Now, nowhere does Harvey actually explain what this means or how this argument is proven. We are, I guess, just supposed to take the word of Van Parijs that we should take the word of Okishio. For a reader new to Marx, as I was when I first read Limits, this paragraph produces a deal of head-scratching. We have just read pages of elaborate details about the TRPF that turn out to be dead ends (failed critiques, counter-tendencies, etc.). Now we are finally given a definitive statement that the TRPF is wrong and David Harvey, the Marxist pedagogue, does not offer to give his readers any explanation.

This spectral appearance of Okishio becomes a turning point in the text. Okishio seems to be haunting the text. Harvey doesn’t want to directly confront Okishio. Instead he develops a very complicated and obtuse sidetrack about turnover time, credit and constant capital that attempts to rescue what it can of Marx’s crisis theory. In the end Harvey concludes:

“individual capitalists, acting in their own self-interest under the social relations of capitalist production and exchange, generate a technological mix that threatens further accumulation, destroys the potentiality for balanced growth and puts the reproduction of the capitalist class as a whole in jeopardy.” (p.188

This appears to be nothing more than a vague restatement of the TRPF. The only difference is that Harvey puts the question in the language of equilibrium states. It is hard to see how recasting the same theory in vaguer language really rescues it from Okishio. If Harvey had just left things here his work would probably not have been that note-worthy. But, Harvey doesn’t just leave things here. He uses this vague defense of Marx a springboard for his own theoretical riffing: In the next chapter the camera has panned away from the discussed of the limits to profitability and zoomed in on the issue of the rising surplus. Here the language of overaccumulation begins.

Conclusion:

This strange, ghostly encounter with the repressed spectre of Okishio provides us with a template for the 70′s Marxist.

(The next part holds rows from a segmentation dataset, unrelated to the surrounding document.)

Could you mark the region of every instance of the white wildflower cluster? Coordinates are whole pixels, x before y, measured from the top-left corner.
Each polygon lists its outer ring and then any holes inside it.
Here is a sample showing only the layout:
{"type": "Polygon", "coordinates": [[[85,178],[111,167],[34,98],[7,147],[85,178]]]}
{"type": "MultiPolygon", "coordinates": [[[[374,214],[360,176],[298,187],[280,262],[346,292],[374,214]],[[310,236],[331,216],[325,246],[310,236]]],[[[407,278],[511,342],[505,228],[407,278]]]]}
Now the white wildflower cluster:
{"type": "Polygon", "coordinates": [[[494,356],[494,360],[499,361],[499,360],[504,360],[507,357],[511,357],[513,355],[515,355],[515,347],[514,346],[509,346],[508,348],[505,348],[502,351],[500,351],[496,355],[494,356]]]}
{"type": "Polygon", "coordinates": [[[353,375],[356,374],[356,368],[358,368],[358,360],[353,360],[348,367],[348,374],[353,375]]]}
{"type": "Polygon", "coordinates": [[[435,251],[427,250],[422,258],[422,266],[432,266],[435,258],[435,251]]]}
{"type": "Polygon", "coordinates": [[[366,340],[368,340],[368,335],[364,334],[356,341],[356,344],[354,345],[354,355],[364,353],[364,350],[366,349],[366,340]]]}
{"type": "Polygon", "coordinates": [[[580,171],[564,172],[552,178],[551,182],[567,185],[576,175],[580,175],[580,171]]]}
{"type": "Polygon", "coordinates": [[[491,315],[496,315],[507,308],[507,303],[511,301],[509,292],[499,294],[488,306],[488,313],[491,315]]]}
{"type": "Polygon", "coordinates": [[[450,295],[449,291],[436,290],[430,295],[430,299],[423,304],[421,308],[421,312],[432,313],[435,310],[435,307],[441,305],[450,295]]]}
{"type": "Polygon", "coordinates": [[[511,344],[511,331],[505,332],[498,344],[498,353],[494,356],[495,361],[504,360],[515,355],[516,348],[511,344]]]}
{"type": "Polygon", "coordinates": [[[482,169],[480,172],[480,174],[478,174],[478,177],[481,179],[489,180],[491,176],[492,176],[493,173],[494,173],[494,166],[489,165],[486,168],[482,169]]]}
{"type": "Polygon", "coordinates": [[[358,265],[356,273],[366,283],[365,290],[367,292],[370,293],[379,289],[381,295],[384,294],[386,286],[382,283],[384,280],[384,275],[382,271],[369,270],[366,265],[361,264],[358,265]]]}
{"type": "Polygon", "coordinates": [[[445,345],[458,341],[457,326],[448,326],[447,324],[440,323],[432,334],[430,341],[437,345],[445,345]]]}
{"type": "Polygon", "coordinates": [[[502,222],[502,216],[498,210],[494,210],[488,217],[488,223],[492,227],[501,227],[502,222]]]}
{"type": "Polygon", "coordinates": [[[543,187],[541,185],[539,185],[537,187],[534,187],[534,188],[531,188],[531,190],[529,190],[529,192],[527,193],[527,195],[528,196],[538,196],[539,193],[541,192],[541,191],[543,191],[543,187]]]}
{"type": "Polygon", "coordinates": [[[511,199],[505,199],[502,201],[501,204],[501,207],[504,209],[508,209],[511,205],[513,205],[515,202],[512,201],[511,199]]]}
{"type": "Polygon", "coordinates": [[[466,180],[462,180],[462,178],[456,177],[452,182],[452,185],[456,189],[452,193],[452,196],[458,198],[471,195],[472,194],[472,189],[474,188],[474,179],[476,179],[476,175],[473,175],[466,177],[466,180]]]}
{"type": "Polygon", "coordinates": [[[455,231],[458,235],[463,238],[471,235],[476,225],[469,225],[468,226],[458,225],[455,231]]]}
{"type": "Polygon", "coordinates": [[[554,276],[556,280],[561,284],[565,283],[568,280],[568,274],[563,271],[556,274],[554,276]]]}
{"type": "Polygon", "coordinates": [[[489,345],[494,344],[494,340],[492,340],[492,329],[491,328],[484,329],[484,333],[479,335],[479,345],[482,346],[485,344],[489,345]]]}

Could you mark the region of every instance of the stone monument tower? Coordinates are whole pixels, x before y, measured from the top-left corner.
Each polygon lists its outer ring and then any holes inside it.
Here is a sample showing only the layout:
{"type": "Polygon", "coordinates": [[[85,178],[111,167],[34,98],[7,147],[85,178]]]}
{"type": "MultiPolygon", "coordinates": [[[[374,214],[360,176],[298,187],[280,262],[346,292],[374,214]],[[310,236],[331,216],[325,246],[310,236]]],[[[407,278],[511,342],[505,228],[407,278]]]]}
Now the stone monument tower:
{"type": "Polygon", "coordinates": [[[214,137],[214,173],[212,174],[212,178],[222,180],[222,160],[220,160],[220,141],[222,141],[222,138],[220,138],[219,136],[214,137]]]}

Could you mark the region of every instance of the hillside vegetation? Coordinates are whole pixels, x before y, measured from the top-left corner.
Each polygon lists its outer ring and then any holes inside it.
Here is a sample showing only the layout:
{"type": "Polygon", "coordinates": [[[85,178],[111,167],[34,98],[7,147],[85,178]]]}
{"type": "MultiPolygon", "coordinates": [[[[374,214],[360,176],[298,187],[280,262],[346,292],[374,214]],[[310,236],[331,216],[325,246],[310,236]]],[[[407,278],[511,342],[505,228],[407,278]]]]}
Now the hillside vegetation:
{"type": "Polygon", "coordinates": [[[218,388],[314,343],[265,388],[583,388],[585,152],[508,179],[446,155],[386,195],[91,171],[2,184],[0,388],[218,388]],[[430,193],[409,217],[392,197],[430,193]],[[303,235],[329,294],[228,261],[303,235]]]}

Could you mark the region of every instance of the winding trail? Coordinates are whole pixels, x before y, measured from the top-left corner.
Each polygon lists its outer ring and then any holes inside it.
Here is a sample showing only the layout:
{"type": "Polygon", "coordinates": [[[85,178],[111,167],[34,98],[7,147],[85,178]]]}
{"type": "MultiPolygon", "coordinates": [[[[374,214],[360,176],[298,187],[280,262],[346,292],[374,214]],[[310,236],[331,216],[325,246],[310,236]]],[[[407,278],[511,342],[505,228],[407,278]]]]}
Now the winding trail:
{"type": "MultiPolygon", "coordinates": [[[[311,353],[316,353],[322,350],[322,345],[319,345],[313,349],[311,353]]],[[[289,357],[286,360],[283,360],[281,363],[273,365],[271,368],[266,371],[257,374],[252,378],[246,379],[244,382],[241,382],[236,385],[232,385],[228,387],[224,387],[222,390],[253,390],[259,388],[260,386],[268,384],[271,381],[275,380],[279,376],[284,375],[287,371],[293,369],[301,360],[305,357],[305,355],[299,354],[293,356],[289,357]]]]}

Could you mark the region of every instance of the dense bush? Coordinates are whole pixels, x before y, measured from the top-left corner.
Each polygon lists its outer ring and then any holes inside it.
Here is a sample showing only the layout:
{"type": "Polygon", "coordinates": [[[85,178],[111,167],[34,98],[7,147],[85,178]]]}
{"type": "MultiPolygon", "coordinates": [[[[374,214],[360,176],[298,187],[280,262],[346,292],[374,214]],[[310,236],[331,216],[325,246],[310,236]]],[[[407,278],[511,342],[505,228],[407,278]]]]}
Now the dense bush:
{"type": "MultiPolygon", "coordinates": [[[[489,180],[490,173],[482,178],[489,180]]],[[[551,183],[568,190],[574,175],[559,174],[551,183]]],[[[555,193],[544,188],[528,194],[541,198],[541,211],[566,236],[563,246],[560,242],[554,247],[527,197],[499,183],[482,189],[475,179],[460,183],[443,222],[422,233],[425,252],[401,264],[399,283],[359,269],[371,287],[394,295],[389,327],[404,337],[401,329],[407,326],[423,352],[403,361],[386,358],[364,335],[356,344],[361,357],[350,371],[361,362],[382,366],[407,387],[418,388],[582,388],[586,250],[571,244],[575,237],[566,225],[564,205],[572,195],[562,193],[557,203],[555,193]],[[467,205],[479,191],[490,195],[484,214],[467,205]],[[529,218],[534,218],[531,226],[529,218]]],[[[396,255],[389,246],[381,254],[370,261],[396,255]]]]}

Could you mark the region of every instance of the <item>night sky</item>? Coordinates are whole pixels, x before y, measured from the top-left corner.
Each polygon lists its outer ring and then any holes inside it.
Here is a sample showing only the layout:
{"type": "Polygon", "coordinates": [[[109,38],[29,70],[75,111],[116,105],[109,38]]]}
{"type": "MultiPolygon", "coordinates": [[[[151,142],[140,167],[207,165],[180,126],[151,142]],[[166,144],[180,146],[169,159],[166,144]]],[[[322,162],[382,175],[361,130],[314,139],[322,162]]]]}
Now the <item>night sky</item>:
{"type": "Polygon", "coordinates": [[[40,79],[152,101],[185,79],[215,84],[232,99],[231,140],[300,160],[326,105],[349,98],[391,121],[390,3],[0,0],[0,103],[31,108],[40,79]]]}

1. Sraffian critiques of Marx are side-stepped in an attempt to save Marx by being vague.
2. This vagueness becomes a platform for erecting original reformulations.
3. The reformulation takes on a life of its own, and the relation to the original debate is forgotten.
4. The reformulation is conflated or confused with Marx’s crisis theory.

In order to question these theories we have to interrogate each of these:

4. We must separate Marx’s own theory from those of the “Marxits”, “Marxian”, “Marxoid”, etc.
3. We must acknowledge and understand the original debates that gave rise to these reformulations.
2. We must interrogate reformulations and challenge them to be clear, not evasive.
1. We must challenge Marxists to deal directly with the charges of inconsistency that have been leveled against Marx in the academy.